What was the relationship between, I guess, like SHARPs, Baldies, and like—I don’t know—like the Trojan skinhead crews, RCBB, and the kind of Left political folks? 

Yeah. There was tension. I think when I first came out here the Baldies were on a pedestal because of what had happened where some of these guys got support, material support. Baldies came out, put in work, established themselves as super hardcore street fighters who were fearless and effective. 

And so when I came to town, people were like, you’re a god. You know? You’re a fucking Minneapolis Baldie. You’re a Black skinhead. You’re Mic Crenshaw. And they kind of rolled out the red carpet. 

But because of that, there was s—immediately, there were a handful of guys who wanted to be Baldies instead of Portland SHARPs. And I think that there are people who felt that they were more like alpha males, (LAUGHING) who struggled with that. Because they were like, wait a minute. You know? Don’t go be—don’t go being something that was invented in Minneapolis. Be proud of being Portland. 

And so there was a split where some guys decided they wanted to start Portland United Baldies. And I remember that was tough for me because they were asking me. They were like, Mic, will you give us permission? And I didn’t want anything to do with it. I was like, I love y’all, but I’m not trying to be at the center of this shit. 

So I gave them contacts to old Minneapolis heads, and I said, talk to them. So they got permission. Those guys are my best friends, you know? And they started the Portland United Baldies. But some of the Portland SHARPs were like, fuck that. How are you guys gonna do that? And they started Rose City Bovver Boys. 

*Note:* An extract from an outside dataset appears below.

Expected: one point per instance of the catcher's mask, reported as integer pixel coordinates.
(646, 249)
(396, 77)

And now everybody’s cool. But for a while there, those guys were beefing with each other, you know? And it wasn’t cool. And I tried to stay out of that. I tried to be like, you guys are all my friends. I love you all. And I’ma stay out the way. You know? 

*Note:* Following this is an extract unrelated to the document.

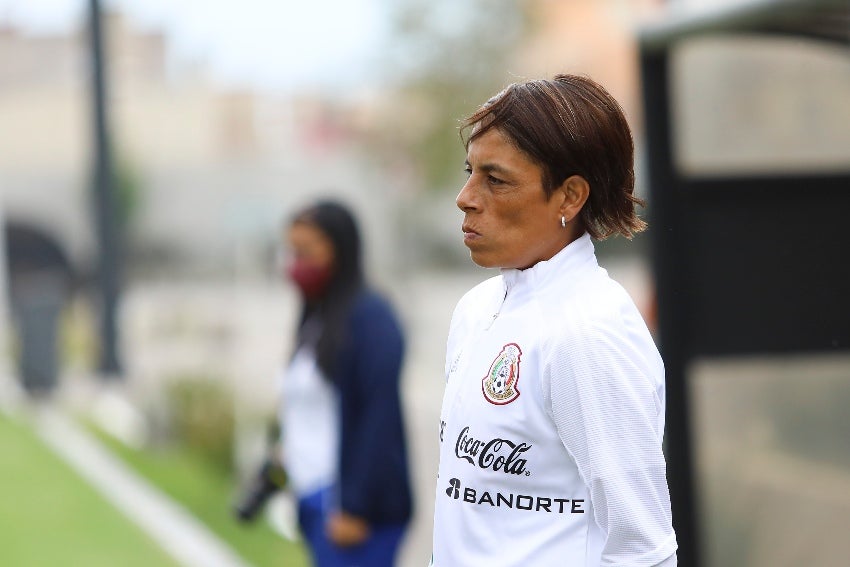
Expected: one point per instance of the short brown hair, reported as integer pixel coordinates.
(571, 125)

You know, one of the—I think the biggest discussion I hear now between like anti-fascist folks is what they think is most effective: these really big mass actions, these big kind of coalition things, versus these kind of tight-knit, small groups. I guess a skinhead crew would be one version of it. Rose City Antifa might be another version of it. Everyone knows each other, vetted to get in, takes a while to do work. Whenever you’re looking back, not only do you have that time, but you have like 30 years of experience on top of that. Like what do you think is most effective for confronting these far right groups? 

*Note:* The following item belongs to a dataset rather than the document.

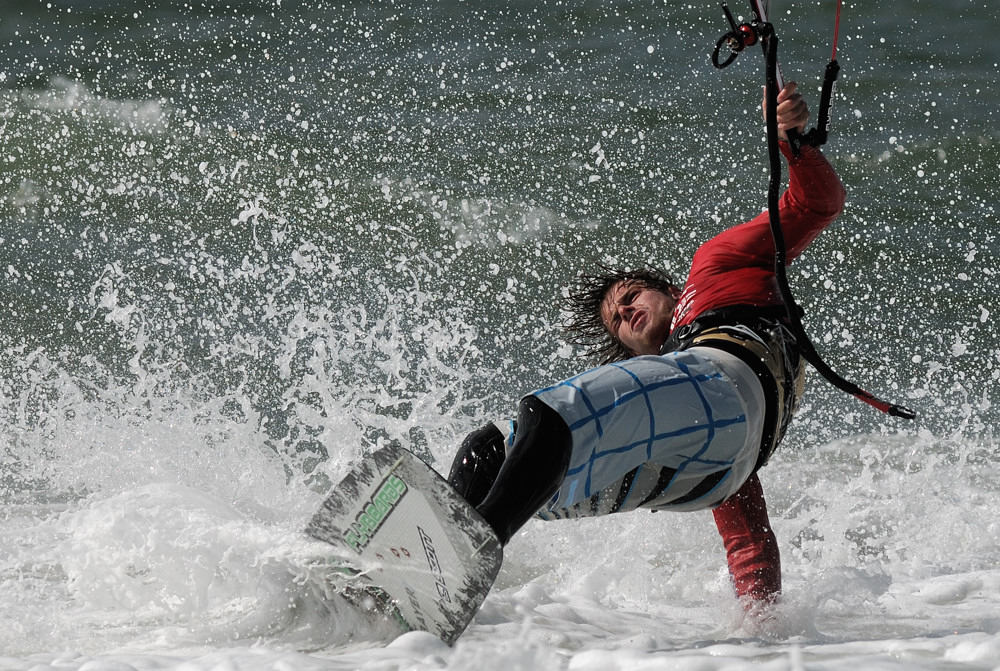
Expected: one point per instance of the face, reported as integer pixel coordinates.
(639, 316)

There’s a lot of debates about what type of organizing approach is best for confronting the far-right, small tight knit groups or large mass movements. What do you think are the most effective approaches?

At this point, my values change. You change a lot, having kids, having a mortgage, waking up early in the morning Monday through Friday. But in the end this organizing is about relationships, if you can see each other as family that is stronger than flimsy relationships. But one of the things that pulled me out of some parts of the Left was seeing people being destructive, tearing each other down and policing each other based on who could be more politically correct or identity-based orietnations. A lot of people, especially among a lot of white people, definitely needed to work on the destructive ideas about things like gender that were showing up in Left spaces. But these disagreements were happening more and more among people who didn’t actually bleed in the streets together, who had less investment in each other. A lot of this felt really white because the people wrapped up in these internal fights on the Left were not Black folks, were not people of color. So you can’t have the level of response that we used to have if you are not connected to people personally, more than just ideas.

And those bonds are like through thick and thin. And if you’re one of my people, I’m gonna ride for you, and you’re gonna ride for me. 

And that is what—after all the years of activism and work, that’s the shit that’s still there. And that’s not something you can just sell to somebody. That comes from commitment and struggle and time and love.